There was a sort of Gen-X litmus test, where we’d remember where we were when we heard the news that the Challenger had exploded on take-off. It was our generation’s JFK. I was coming out of a physics regents test, and I remember that we were all shocked and disbelieving. We were high school students then.

Times change. All of us have gotten older, and, particularly in the past fifteen months, all of us have heard a litany of disasters, both accidental and purposeful. We heard about Columbia at a rest stop on the Mass Pike on our way to Boston. I was disbelieving — Could the cashier have been talking about an unmanned launch for some reason? Didn’t the last shuttle mission land last week? — but not shocked. Unlike our past selves, we now know the shuttle missions are fraught with peril, that the ship itself is built and flown with old, labor-intensive technology, that many parts can break, even if NASA has a thousands eyes watching every possible cog and circuit. There was no shock, just sadness.

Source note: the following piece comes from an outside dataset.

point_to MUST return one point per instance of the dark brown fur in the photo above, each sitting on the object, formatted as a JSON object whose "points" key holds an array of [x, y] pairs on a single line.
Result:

When we got back to the car and onto the highway, we tried to get the news on the radio, but we couldn’t pick up anything clearly in between Boston and Springfield, and gave up after scanning the dial a number of times. We finally found out what happened after we got to Grace’s cousin’s, and saw a bit of the CBS broadcast around 12:30. Columbia had broken up at more than 40 miles up, travelling at Mach 12. So fast and so high: in another sign of the times, I mentally crossed out “terrorism” from the list of possibilities. We were busy the rest of the day, and didn’t see the news again until much, much later.